AB: I thought it would be hilarious to do a female parody of Spinal Tap, also a parody about rock and roll. Initially I wrote it as a feature but with the wave of great new content happening via streaming, I thought it would work very well as a scripted episodic comedy. Especially with the people we cast for the band, who are all such great personalities and musicians. With my adventures in underground music and the commercial music world to draw on, the series practically writes itself. I couldn’t believe all the series being produced about guys in rock and roll where all the women were groupies, managers, record execs or femmey singers being manipulated by male execs. Enough is enough.
IK: How did you put together such a cast of characters for VFT?
AB: I have great friends! And those who I didn’t know and thought would be perfect for the show were attracted to the project right away. This is a music show first and foremost, and we had a casting person, Carol Rosenthal help us with the band. We were extremely lucky… they all kick ass on their instruments, and Kelly Leon Guerrero is a born rock star.
IK: Do you write music for the band for the series?
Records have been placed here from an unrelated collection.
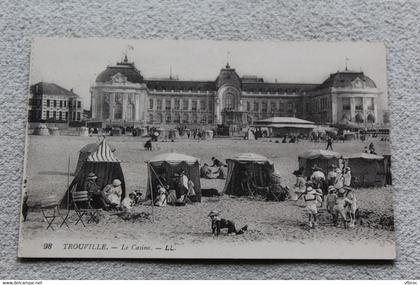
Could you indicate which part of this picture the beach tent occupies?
[343,152,387,187]
[204,130,213,140]
[223,153,274,196]
[74,142,115,174]
[146,152,201,202]
[298,149,341,177]
[61,140,125,207]
[168,129,179,140]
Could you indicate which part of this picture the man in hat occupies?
[311,164,326,189]
[83,172,111,211]
[303,186,322,228]
[102,179,122,208]
[333,188,352,229]
[326,136,333,150]
[344,186,357,228]
[325,185,337,215]
[289,168,306,201]
[327,164,337,186]
[208,211,248,236]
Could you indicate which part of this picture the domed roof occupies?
[216,63,241,89]
[96,57,143,83]
[319,70,376,89]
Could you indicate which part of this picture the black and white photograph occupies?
[18,37,396,260]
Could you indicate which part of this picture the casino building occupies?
[90,57,383,127]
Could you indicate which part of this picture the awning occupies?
[253,124,316,129]
[230,152,272,163]
[343,152,384,160]
[149,152,200,164]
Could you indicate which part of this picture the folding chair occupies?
[72,191,100,227]
[41,195,69,230]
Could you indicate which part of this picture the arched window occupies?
[367,114,376,124]
[355,113,365,123]
[341,113,351,122]
[166,113,172,124]
[156,113,163,124]
[114,93,122,120]
[225,93,235,110]
[182,113,188,124]
[102,93,109,119]
[125,95,136,121]
[174,113,181,124]
[246,116,252,125]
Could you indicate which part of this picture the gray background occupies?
[0,0,420,279]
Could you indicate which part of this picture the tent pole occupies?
[147,162,155,223]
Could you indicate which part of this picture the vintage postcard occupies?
[18,38,396,259]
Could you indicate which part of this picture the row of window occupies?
[43,99,82,108]
[246,101,295,113]
[148,113,214,124]
[342,97,375,111]
[39,110,81,121]
[149,98,213,111]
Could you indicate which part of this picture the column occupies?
[109,93,115,121]
[350,97,356,121]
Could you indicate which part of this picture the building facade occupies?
[28,82,83,123]
[91,58,382,127]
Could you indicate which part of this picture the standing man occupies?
[326,136,333,150]
[83,172,111,211]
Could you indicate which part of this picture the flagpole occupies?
[67,156,70,211]
[146,162,155,223]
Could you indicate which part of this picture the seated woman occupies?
[155,185,167,207]
[103,179,122,208]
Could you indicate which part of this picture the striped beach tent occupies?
[61,140,126,207]
[74,141,115,174]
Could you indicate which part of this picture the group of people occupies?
[289,165,357,228]
[200,157,227,179]
[153,169,196,207]
[365,142,377,154]
[83,172,141,211]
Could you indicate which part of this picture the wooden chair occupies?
[72,191,100,227]
[41,195,69,230]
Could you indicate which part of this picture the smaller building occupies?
[254,117,316,137]
[28,82,83,123]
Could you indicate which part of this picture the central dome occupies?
[318,70,376,89]
[96,57,144,83]
[216,64,241,89]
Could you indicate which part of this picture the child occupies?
[325,185,337,215]
[303,186,322,228]
[344,187,357,228]
[209,211,248,236]
[343,166,351,186]
[333,188,352,229]
[121,192,136,212]
[155,185,166,207]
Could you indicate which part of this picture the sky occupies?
[30,38,388,109]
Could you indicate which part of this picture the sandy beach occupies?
[20,136,394,258]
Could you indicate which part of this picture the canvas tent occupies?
[298,149,341,177]
[223,153,274,196]
[146,152,201,202]
[343,152,387,187]
[74,142,115,174]
[61,140,125,207]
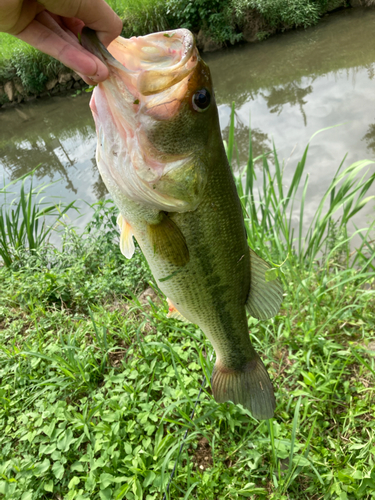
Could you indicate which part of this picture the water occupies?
[0,9,375,232]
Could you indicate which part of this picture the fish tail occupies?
[211,353,276,420]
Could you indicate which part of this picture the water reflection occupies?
[362,123,375,155]
[0,9,375,232]
[260,82,313,127]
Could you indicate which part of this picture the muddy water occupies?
[0,9,375,232]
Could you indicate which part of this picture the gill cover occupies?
[81,28,210,212]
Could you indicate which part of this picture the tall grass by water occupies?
[0,115,375,500]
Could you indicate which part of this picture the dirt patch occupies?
[189,438,213,471]
[108,340,128,368]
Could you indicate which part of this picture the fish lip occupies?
[81,27,198,98]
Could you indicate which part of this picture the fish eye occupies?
[193,88,211,111]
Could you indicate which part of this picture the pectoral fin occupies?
[167,298,188,321]
[246,248,283,319]
[147,212,189,266]
[117,214,135,259]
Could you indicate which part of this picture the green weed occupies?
[0,172,74,267]
[0,118,375,500]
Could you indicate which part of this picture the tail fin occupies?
[211,355,276,420]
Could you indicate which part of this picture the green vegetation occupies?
[0,113,375,500]
[0,0,345,100]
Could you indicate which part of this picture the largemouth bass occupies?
[82,29,282,419]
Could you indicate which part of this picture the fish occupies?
[81,28,283,420]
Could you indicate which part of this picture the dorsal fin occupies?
[246,248,283,319]
[117,214,135,259]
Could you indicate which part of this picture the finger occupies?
[35,11,85,52]
[37,11,100,85]
[17,20,108,82]
[39,0,122,46]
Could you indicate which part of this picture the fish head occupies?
[82,28,218,211]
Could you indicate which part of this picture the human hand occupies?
[0,0,122,85]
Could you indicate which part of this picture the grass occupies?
[0,115,375,500]
[0,0,350,95]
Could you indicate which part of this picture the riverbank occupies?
[0,0,374,106]
[0,122,375,500]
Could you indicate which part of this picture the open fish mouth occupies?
[82,28,198,98]
[81,28,206,211]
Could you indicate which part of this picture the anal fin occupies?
[117,214,135,259]
[211,353,276,420]
[147,212,190,266]
[246,248,283,319]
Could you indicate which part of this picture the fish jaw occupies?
[82,29,207,212]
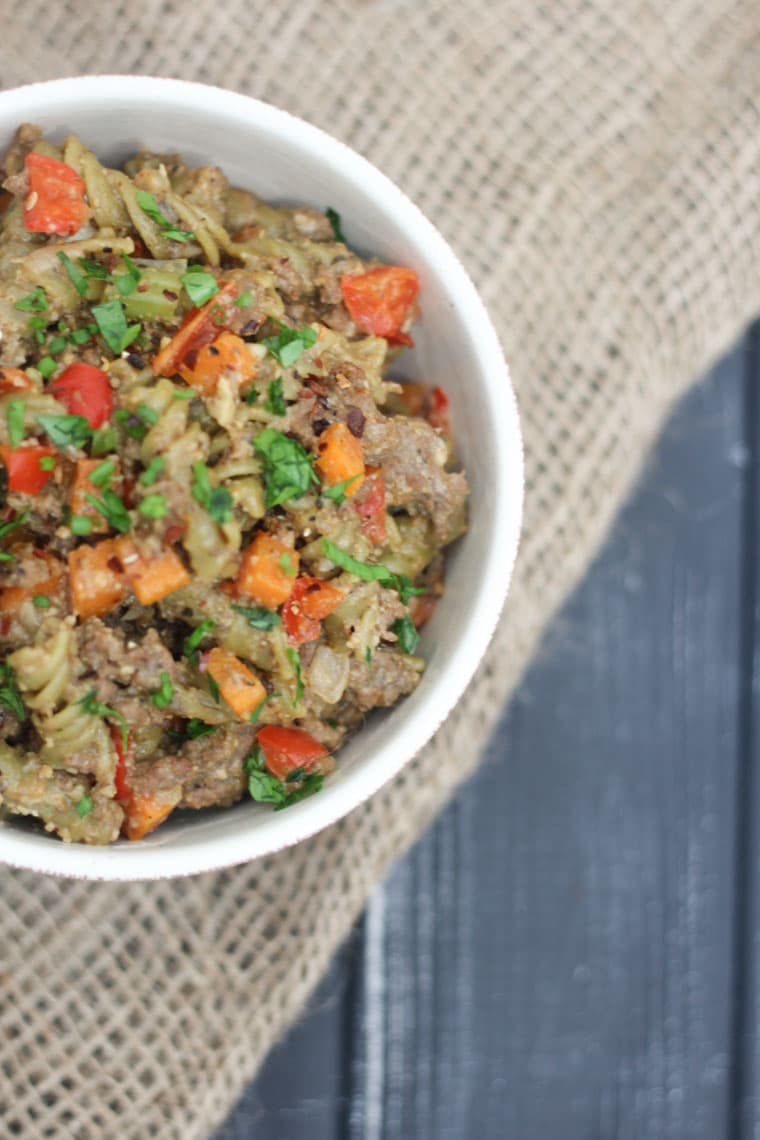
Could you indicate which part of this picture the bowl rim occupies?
[0,75,524,881]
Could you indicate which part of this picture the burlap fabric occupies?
[0,0,760,1140]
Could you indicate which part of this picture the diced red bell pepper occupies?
[341,266,419,344]
[353,467,387,546]
[0,443,56,495]
[108,724,134,801]
[427,388,451,439]
[24,153,90,236]
[280,575,345,645]
[49,363,114,428]
[256,724,329,780]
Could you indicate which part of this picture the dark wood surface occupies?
[218,331,760,1140]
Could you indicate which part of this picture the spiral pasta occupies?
[0,124,466,842]
[8,625,114,792]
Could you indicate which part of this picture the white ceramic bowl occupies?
[0,75,523,879]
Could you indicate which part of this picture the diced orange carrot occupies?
[150,282,237,376]
[354,467,387,546]
[0,368,34,396]
[0,549,64,613]
[122,788,182,839]
[115,536,190,605]
[206,645,267,720]
[179,333,256,396]
[68,459,119,535]
[68,538,125,618]
[237,532,300,610]
[317,423,365,498]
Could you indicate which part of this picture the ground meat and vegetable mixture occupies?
[0,124,466,844]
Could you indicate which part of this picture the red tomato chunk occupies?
[24,153,90,237]
[50,364,114,428]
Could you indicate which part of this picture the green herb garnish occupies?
[325,206,346,245]
[0,506,32,538]
[0,661,26,720]
[245,747,325,812]
[90,428,119,458]
[56,250,89,296]
[248,768,286,805]
[185,716,219,740]
[114,408,148,440]
[140,455,166,487]
[322,538,425,605]
[150,673,174,709]
[190,463,232,523]
[68,514,92,537]
[182,618,216,660]
[253,428,319,507]
[319,474,361,506]
[137,495,169,519]
[36,416,92,447]
[79,689,129,749]
[48,336,66,356]
[92,301,141,356]
[232,605,280,629]
[14,285,50,312]
[261,320,317,368]
[180,266,219,307]
[36,357,58,380]
[391,613,419,653]
[264,376,287,416]
[79,258,111,282]
[137,190,195,242]
[6,399,26,448]
[84,488,131,535]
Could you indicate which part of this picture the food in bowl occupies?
[0,124,467,844]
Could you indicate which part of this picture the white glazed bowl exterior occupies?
[0,76,523,880]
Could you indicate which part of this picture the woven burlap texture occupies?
[0,0,760,1140]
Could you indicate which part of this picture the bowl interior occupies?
[0,76,522,879]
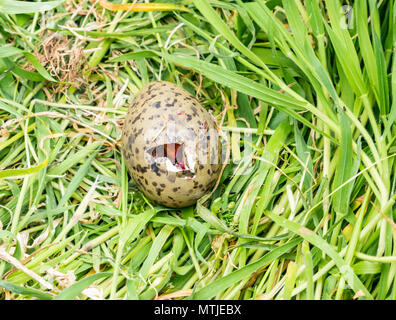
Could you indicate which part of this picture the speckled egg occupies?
[122,81,222,208]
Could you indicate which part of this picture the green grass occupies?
[0,0,396,300]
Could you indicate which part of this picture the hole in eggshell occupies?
[147,143,195,179]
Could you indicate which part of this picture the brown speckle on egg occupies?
[122,81,222,208]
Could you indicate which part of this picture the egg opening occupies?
[147,143,195,179]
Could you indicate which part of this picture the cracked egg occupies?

AB: I co-wrote the VFT theme song and have written several songs for the band and their rivals in Season 1. I can’t write all the songs, I’d never sleep! Someone in the business told me I’d better be madly in love with this project because if it’s successful, and it will be, I’ll most likely be working 80 hour weeks for years. Truth is, I love it that much. I’m ready. Just as long as someone will kindly bring the B 12 shots!
IK: What do you hope to accomplish with the series?
AB: I would love to break the glass ceiling that exists for women in rock, in scripted series, and produce a show that will attract not only an international female and LGBTQ audience, but people of all ages who love rock and roll and who’d love to see rock return to rebellion. With humor and heart. And to showcase fantastic women musicians and artists of all ages. The show is in part, homage to all of the great women who have inspired me through the years. I’d like to inspire young women by giving them a bit of a herstory lesson, without didactics, on how challenging it was for women in music, and to pick up instruments and honor the past as well as themselves.
IK: You clearly have the passion to share the stories of women in rock… how do you think we can influence young women in the future to pick up an instrument?
AB: Music is such a fantastic expressive art, and it’s so immediate and so cheap! Here’s the message I would convey. You can buy great-sounding electric guitars these days for $100. Get off social media and start a band! Learn to play a few basic chords, plug in, turn it up to 11 and tell the world how you feel. This is the message we need to be putting out — art is not about money and success, or branding, or commercialism. It’s about wild expression, rebellion, defiance. It’s about NOT fitting in! It’s time young women get wild again, time to fight for our rights, to rebel against the tyranny we’re presently experiencing here in the U.S. You don’t have to buy a Pearl drum set… in Trinidad they make instruments out of discarded oil drums. Make instruments out of junk, paint yourselves up, dance, perform, and don’t be afraid to say what you really feel because by doing so, you’ll help support others to do the same and before you know it, you’re creating an ecstatic riot of a creative, sexy cultural revolution. We need you to shake things up! It’s time.